Gessert C, Jones C
Public Health Rep. 1986 Nov-Dec;101(6):637-43.
The first generation of projects in the Federal Area Health Education Center (AHEC) Program was funded in 1972. Those AHEC projects, located in predominantly rural areas, focused on problems that resulted from the geographic maldistribution of health professionals, especially primary care physicians. Education programs for health professionals, students, and practitioners were used to influence the geographic distribution of health professionals and to improve access to and quality of health care for underserved populations.
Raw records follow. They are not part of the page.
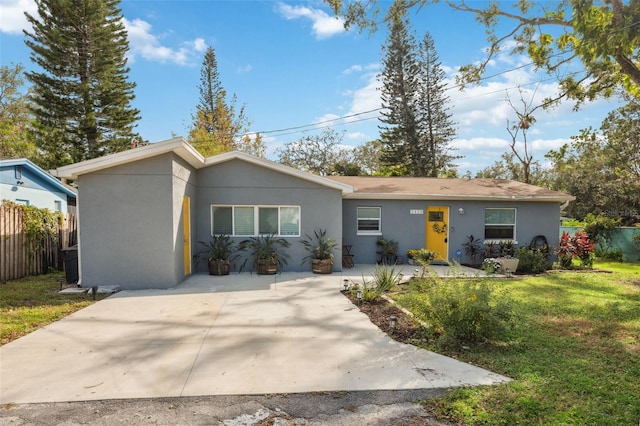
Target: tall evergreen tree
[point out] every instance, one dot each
(437, 128)
(216, 127)
(16, 138)
(82, 97)
(399, 77)
(419, 129)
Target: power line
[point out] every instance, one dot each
(319, 125)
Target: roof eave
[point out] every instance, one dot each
(47, 176)
(281, 168)
(177, 145)
(442, 197)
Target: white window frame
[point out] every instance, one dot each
(514, 224)
(379, 219)
(256, 218)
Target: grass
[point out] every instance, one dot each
(574, 356)
(33, 302)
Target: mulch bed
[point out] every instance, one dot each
(379, 311)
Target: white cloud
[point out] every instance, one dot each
(13, 20)
(352, 69)
(199, 45)
(356, 136)
(366, 98)
(244, 69)
(145, 43)
(324, 25)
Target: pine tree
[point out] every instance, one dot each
(16, 139)
(437, 128)
(399, 83)
(82, 98)
(216, 127)
(419, 129)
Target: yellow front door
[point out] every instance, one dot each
(437, 235)
(186, 231)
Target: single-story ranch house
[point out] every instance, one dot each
(143, 211)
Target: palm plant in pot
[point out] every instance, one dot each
(320, 248)
(218, 252)
(266, 253)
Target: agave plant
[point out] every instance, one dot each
(265, 249)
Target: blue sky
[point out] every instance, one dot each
(293, 65)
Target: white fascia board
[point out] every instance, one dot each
(177, 145)
(280, 168)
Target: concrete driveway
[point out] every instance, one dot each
(240, 334)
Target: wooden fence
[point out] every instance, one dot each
(17, 260)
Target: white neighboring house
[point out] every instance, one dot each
(23, 182)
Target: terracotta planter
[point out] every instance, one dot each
(322, 266)
(267, 267)
(219, 267)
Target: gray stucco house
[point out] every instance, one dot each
(142, 211)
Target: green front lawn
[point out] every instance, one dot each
(33, 302)
(574, 354)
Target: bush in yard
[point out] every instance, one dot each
(384, 279)
(636, 243)
(466, 310)
(532, 261)
(579, 245)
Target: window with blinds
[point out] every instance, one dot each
(255, 220)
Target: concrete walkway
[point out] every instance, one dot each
(239, 334)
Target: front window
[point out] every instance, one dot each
(500, 224)
(255, 220)
(369, 220)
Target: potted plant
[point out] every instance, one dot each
(266, 253)
(473, 248)
(218, 252)
(320, 248)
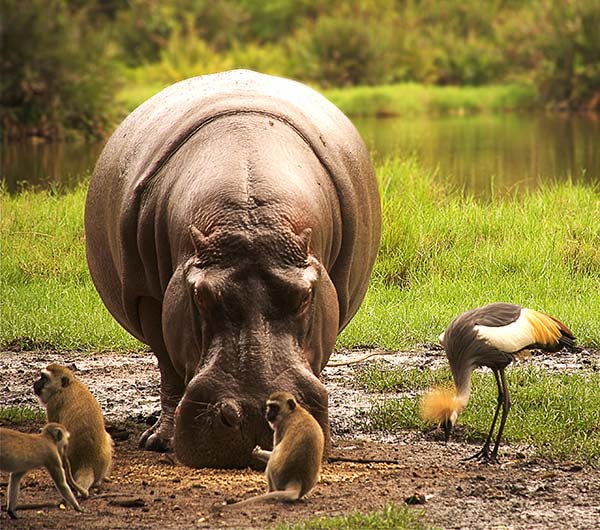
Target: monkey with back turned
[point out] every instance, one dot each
(68, 401)
(294, 465)
(22, 452)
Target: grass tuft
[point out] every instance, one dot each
(21, 414)
(390, 516)
(557, 414)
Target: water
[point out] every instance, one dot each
(481, 154)
(497, 154)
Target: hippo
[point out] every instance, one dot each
(232, 223)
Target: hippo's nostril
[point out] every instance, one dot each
(230, 413)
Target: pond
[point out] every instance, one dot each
(482, 154)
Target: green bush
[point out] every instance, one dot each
(569, 72)
(55, 77)
(341, 51)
In 1976, the Congress redrafted the law authorizing the expenditure of funds for AHECs and emphasized that improving access to health care in urban underserved areas also was to be addressed by the program. During the early years of urban AHEC development, it was not clear which lessons learned from rural AHEC experiences could be applied to urban communities and what would be the best focus for AHEC activities in the complex urban environment. Some said that urban areas were so different from rural areas--in economic, racial, and cultural terms and in the subtlety of barriers to health care--as to make the rural AHEC experience largely irrelevant. Others maintained that basic AHEC principles could be applied, regardless of setting, with changes only in tactics to address the problems of the urban inner city. Now that 18 of the total 53 AHECs nationally are urban, and a decade of experience in developing them has been accumulated, it is appropriate to compare the types of educational interventions supported by AHECs in urban and rural environments and the relative priorities of such programs. In this report we examine the experiences of the California AHEC System, which includes 17 urban and rural centers and the 9 medical schools with which they are affiliated. Although the AHEC Program concept was found to be equally applicable to both urban and rural settings, significant differences in implementation were noted. Those differences were evidenced both by relative budgets,such as the large expenditures for undergraduate medical education in urban areas and for nursing in rural areas, and by subtler differences in the types of programs developed within budget categories
联邦地区健康教育中心(AHEC)项目的第一代项目于1972年获得资助。这些AHEC项目主要位于农村地区,关注的是卫生专业人员,尤其是初级保健医生地理分布不均所导致的问题。针对卫生专业人员、学生和从业者的教育项目被用于影响卫生专业人员的地理分布,并改善服务不足人群获得医疗保健的机会和医疗保健质量。1976年,国会重新起草了授权为AHEC项目拨款的法律,并强调该项目也应解决改善城市服务不足地区获得医疗保健服务的问题。在城市AHEC发展的早期,不清楚从农村AHEC经验中学到的哪些经验可以应用于城市社区,以及在复杂的城市环境中AHEC活动的最佳重点是什么。一些人说,城市地区在经济、种族和文化方面以及医疗保健障碍的微妙之处与农村地区如此不同,以至于农村AHEC的经验基本上不适用。另一些人则坚持认为,AHEC的基本原则可以应用,无论环境如何,只需改变策略以解决城市中心区的问题。鉴于全国53个AHEC中有18个是城市型的,并且已经积累了十年的发展经验,比较AHEC在城市和农村环境中支持的教育干预类型以及此类项目的相对优先事项是合适的。在本报告中,我们考察了加利福尼亚AHEC系统的经验,该系统包括17个城乡中心以及与之相关联的9所医学院。尽管发现AHEC项目理念同样适用于城市和农村环境,但在实施过程中仍存在显著差异。这些差异既体现在相对预算上,比如城市地区本科医学教育和农村地区护理方面的大量支出,也体现在预算类别内所开展项目类型的细微差异上。